And the inevitable electric buzz about the new racially divided teams means "Survivor" is now in the news again, from the blogosphere to talk radio.
Blogger Eric Deggan, a staff writer of the St. Petersburg Times, now reports that colleagues at USA Today, CNN Headline News and CBS radio asked him, after his initial postings on the story, "to weigh in on the question of the moment: Is CBS now prepared to exploit racial strife for ratings gain?"
"This is hardly what the Kerner Commission had in mind when it urged TV executives back in 1968 to fully integrate black people 'into all aspects of televised programming,' " Deggan scoffs.

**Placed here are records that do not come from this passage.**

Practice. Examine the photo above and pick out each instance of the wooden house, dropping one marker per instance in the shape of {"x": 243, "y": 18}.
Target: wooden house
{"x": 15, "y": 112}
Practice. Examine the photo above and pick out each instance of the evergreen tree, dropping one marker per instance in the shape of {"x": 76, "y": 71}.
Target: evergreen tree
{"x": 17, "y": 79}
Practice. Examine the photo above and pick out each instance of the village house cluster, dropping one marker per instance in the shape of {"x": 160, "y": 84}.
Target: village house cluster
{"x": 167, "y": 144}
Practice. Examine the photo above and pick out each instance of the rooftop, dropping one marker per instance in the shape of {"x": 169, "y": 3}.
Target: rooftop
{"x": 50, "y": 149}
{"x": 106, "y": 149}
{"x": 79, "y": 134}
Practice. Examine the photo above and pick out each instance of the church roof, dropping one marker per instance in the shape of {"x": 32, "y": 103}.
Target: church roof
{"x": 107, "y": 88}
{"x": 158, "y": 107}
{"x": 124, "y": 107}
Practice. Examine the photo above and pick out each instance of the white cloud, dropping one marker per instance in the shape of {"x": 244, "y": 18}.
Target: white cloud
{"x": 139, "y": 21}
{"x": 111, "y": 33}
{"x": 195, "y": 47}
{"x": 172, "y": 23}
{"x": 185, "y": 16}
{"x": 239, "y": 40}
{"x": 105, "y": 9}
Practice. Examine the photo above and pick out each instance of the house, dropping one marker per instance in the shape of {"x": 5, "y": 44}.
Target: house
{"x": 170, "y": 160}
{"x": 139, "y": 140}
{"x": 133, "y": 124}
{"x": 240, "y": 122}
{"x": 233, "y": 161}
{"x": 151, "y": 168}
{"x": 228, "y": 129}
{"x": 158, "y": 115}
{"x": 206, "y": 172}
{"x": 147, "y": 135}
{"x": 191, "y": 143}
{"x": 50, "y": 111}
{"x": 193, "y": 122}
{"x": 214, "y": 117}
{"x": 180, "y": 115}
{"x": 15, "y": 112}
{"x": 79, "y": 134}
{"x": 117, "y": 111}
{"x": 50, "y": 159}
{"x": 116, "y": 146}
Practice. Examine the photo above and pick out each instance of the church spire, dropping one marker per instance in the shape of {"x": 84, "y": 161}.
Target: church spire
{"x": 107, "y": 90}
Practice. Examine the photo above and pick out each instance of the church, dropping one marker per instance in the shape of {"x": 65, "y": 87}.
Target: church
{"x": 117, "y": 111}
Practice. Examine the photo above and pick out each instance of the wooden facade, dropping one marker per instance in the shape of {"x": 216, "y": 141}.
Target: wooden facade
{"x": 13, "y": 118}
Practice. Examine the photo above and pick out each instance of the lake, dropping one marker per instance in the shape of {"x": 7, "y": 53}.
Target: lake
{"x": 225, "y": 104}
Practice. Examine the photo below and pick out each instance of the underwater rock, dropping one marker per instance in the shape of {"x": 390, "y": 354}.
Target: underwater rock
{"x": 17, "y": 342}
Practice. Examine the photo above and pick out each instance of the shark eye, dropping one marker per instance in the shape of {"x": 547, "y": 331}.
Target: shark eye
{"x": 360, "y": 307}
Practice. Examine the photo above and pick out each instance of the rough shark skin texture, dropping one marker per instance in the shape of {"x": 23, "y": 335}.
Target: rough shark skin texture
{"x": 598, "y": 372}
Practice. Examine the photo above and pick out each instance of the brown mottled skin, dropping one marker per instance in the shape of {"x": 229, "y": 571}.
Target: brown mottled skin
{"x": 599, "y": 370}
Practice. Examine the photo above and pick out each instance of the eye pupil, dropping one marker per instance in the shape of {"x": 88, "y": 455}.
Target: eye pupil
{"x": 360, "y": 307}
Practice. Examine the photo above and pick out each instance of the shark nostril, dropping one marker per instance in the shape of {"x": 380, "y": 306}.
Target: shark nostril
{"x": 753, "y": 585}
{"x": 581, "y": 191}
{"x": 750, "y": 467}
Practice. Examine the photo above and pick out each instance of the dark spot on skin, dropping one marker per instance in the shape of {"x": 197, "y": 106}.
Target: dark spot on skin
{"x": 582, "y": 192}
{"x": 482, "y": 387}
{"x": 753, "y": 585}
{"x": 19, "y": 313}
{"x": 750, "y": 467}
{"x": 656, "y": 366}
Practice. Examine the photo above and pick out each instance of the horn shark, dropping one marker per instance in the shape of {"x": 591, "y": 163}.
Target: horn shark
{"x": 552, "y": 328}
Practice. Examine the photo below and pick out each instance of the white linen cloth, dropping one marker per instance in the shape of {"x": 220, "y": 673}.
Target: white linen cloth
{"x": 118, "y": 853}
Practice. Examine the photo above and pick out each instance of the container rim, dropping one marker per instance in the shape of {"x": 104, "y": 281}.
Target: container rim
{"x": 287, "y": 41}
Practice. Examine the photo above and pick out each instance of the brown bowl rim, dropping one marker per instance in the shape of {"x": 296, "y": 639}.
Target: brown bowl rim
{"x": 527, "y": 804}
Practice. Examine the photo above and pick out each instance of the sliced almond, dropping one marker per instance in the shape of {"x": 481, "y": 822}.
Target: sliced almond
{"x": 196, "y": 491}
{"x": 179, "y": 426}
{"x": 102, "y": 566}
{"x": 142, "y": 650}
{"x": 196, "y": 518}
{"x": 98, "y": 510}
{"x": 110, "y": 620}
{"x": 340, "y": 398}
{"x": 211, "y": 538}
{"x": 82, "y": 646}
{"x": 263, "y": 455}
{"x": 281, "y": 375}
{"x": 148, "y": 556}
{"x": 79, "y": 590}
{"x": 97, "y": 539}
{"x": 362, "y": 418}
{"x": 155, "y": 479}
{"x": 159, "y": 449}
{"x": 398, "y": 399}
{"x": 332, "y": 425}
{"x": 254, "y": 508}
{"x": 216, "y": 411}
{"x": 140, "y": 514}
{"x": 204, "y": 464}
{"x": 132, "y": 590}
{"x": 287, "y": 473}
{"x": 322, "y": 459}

Controversy on Internet and radio is only heating up in response to reports such as one in the Chicago Tribune that "Survivor" producer Burnett says in a promotional video "that he thought the racial element of the show could bring out the best in the competitors."
Overall, the story has reached a second level of coverage in which some professional journalists are now beginning to criticize the media for playing into the hands of an apparent public relations ploy by the producer.
"Something that would whip the press into a frenzy amounting to millions of dollars worth of free publicity," is how the Washington Post puts it, in an article that, as is the nature of news media, only serves to add to that free publicity.
As does this article. Whatever else we will learn from this -- whether or not this survival-of-the-(racially?)-fittest "Survivor" sees air -- any publicity ploy aforethought there may have been seems to be working.